To compile the markdown into the PDF, EPUB, and HTML, I used pandoc. I actually created a Makefile that contained the pandoc command for generating each of the three files. And so whenever I wanted to compile the book to see what it looked like, I could just type “make pdf” or “make epub” or “make html” or, to do all of them, “make all.”

The book also contains a couple of graphical illustrations and a nicely-designed table in it. These were written in LaTeX, which was placed in the markdown files.

As with the prior section, basically all of the coding aspects of what I am describing here were done by Claude Code using the Sonnet model. It wrote the Makefile. It wrote the LaTeX markup. It installed pandoc, LaTeX, and all the other packages needed to do all of this.

Selling the Book

When it came time to sell the book, I wanted to see if I could do so without using an e-commerce platform that takes a cut of your sales. There are a number of such platforms, including Amazon, for self-published books. But, what’s the point of a coding agent if not to allow me to set all that up myself without having to pay a third party? I keep hearing that LLMs are going to kill SaaS. So let’s kill it.

I SSH’d into my NLRBResearch.com server, which also has Claude Code installed. I explained to Claude what I was wanting to do — take card payments and automatically email the PDF, EPUB, and HTML to buyers — and asked it to come up with a plan for doing it in the simplest way possible.

Claude concluded that the best way to do it would be to set up a small Flask app with Stripe (payment processing) and Resend (emailing) integrations. I already have a Stripe account for NLRB Research, so Claude walked me through how to create a new product on Stripe and how to get the relevant Stripe secrets/keys. It also walked me through how to set up a Resend account and get a Resend API key. It instructed me not to share those keys with Claude, which was reassuring, and then proceeded to write the Flask app, edit my nginx (server) configuration, and create a systemd entry that launches everything. The systemd entry had three empty variables where I was told to paste my Resend/Stripe keys, which I did.

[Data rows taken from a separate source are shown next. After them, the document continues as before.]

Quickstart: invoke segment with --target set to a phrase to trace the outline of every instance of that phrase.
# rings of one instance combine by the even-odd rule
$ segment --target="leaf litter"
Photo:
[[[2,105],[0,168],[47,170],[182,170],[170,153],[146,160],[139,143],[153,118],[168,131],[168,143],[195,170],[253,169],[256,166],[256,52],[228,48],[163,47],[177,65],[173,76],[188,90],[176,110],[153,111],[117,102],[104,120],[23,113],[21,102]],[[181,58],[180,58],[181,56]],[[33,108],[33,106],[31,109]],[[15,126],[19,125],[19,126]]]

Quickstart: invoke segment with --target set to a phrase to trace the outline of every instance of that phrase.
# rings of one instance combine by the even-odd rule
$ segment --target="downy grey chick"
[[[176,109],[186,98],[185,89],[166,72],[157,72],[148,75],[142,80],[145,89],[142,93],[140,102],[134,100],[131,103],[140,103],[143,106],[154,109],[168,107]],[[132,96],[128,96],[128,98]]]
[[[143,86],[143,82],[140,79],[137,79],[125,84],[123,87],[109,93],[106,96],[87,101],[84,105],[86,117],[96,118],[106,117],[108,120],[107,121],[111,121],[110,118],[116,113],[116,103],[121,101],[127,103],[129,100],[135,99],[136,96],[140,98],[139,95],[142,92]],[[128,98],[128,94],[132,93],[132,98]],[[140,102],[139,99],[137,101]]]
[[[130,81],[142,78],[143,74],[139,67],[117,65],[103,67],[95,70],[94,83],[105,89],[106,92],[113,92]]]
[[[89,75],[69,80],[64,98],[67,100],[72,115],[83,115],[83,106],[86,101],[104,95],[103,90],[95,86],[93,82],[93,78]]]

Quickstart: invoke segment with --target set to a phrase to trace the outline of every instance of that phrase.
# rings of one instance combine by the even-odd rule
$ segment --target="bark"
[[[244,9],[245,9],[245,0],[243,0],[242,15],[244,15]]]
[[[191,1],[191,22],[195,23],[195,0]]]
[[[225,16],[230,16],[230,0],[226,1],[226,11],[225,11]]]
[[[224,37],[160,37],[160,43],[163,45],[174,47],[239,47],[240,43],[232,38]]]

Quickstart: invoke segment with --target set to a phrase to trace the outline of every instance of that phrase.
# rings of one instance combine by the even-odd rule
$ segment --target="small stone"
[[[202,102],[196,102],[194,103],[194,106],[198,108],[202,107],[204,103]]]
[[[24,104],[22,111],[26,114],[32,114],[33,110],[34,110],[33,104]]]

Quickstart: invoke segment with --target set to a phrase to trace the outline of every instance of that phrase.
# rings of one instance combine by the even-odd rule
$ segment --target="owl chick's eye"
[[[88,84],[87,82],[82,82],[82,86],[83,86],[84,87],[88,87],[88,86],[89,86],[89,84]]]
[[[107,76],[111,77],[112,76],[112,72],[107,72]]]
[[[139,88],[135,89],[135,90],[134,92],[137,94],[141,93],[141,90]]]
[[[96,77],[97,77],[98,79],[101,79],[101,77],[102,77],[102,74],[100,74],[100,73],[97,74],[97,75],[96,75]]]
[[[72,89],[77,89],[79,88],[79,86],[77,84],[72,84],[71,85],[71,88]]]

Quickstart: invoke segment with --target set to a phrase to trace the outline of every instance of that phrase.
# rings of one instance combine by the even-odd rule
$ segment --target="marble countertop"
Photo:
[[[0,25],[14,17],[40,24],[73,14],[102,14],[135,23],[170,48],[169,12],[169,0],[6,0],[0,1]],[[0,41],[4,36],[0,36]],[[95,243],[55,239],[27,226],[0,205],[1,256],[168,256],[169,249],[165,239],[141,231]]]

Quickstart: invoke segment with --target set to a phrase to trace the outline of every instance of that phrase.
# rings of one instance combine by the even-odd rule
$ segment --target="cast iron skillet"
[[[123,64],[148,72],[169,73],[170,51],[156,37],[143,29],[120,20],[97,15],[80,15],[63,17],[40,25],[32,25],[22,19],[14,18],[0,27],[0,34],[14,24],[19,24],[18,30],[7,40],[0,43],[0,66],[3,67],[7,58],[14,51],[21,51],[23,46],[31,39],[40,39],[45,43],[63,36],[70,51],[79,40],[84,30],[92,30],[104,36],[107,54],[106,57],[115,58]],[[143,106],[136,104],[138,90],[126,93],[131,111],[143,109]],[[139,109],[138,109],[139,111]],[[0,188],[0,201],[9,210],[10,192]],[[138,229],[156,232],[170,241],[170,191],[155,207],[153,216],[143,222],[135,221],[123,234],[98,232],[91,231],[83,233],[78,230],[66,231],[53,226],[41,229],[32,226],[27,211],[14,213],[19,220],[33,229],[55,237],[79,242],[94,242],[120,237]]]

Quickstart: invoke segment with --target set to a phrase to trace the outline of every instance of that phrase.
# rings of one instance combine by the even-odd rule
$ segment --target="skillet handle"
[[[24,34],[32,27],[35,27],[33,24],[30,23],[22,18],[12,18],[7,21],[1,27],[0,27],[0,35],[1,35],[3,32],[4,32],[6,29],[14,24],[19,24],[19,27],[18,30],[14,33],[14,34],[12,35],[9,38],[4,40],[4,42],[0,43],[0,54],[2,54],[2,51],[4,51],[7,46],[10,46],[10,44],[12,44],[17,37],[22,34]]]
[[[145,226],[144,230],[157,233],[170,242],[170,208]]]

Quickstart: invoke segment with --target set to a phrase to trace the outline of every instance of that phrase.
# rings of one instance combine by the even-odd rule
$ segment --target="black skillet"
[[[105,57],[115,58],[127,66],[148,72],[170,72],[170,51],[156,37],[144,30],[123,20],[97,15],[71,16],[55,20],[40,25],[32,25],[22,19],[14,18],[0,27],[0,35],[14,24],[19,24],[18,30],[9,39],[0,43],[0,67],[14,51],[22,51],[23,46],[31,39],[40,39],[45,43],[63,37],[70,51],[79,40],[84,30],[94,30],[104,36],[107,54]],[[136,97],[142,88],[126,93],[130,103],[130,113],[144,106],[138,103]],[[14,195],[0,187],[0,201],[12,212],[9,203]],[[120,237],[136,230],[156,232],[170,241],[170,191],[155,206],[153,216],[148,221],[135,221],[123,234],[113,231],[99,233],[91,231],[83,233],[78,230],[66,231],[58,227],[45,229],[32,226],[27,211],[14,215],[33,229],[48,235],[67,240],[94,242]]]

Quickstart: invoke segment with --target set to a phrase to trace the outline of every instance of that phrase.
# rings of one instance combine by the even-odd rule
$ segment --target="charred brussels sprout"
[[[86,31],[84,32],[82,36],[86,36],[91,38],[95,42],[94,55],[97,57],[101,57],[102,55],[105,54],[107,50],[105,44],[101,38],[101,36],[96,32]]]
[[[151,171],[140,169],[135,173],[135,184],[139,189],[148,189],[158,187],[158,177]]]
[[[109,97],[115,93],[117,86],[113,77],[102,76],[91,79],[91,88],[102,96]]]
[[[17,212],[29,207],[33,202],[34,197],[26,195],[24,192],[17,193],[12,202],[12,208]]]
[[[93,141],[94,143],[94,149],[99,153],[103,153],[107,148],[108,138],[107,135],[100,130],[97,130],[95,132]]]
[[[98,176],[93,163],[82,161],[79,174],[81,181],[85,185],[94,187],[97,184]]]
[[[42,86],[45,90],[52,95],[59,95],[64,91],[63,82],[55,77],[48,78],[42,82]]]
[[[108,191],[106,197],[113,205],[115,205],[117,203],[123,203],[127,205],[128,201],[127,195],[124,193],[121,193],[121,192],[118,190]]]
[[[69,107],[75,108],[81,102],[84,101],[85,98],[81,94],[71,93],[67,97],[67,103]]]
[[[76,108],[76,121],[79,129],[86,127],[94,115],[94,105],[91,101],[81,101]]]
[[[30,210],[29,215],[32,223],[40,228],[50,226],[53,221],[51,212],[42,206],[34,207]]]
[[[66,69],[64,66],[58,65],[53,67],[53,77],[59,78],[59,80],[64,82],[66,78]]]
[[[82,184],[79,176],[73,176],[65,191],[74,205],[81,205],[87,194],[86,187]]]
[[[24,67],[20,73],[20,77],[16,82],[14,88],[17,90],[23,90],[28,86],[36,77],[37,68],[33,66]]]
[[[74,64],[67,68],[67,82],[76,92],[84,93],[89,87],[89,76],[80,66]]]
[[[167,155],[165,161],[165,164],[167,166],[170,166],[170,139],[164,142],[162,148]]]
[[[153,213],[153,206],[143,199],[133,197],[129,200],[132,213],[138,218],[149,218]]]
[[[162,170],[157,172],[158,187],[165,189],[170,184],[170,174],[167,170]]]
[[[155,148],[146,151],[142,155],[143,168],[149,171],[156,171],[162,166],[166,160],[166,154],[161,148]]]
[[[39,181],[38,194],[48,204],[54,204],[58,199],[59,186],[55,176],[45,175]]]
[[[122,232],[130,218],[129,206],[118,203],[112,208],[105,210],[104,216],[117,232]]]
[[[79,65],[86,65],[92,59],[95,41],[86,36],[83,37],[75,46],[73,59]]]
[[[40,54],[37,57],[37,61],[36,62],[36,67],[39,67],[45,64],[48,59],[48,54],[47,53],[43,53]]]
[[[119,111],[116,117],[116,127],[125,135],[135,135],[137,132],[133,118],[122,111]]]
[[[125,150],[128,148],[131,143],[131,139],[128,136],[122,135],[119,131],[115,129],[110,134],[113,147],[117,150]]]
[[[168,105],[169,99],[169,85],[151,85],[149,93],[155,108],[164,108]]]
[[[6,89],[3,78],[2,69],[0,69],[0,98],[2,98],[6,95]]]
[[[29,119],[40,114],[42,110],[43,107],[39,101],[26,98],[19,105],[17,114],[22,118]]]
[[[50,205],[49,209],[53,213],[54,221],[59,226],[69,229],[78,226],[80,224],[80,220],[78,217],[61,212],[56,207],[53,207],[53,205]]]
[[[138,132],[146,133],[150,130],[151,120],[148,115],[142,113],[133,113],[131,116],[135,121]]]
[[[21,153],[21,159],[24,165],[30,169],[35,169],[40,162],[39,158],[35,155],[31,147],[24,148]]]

And it worked. I am selling my book without paying a platform fee.

Conclusion

As I noted in my prior post about AI, I find all of this stuff incredibly useful. In some of the more practically minded LLM discourse (not the philosophical discourse), I keep seeing this painful phrase “solopreneur” and I guess that is what I am and have been for the last 10 years or so, with all of my projects. I’ve never hired an employee and only occasionally hire outside contractors, like writers, editors, and designers for People’s Policy Project.

For someone in my situation, LLMs enable me (1) to do different stuff than I have ever done before because it has abilities I do not, (2) to do more stuff than I have previously been able to do because it works faster, and (3) to in-house things I would have previously had to outsource to a particular person (like an editor) or to a service (like an e-commerce platform).

But one thing I think we can see with this book is that the LLMs are not just labor-replacing and productivity-expanding, but can, in some circumstances at least, enable the production of totally new things. Obviously there are other labor law introductions and reference books. But this particular method of deriving the law from 10,000 carefully selected cases is not something that would have been feasible without LLMs. In the absence of LLMs, the only option for producing a book like this is to use expert judgment. This can also be useful (indeed I used some of that in writing this book), but it is not the same product.

I do think this book will be useful for certain kinds of people who I hope will buy it. But I think the process of making it was also very useful as far as skill-building goes. LLMs look poised to become a standard aspect of most white-collar professions in the future. So better to get ahead of such things than get left behind.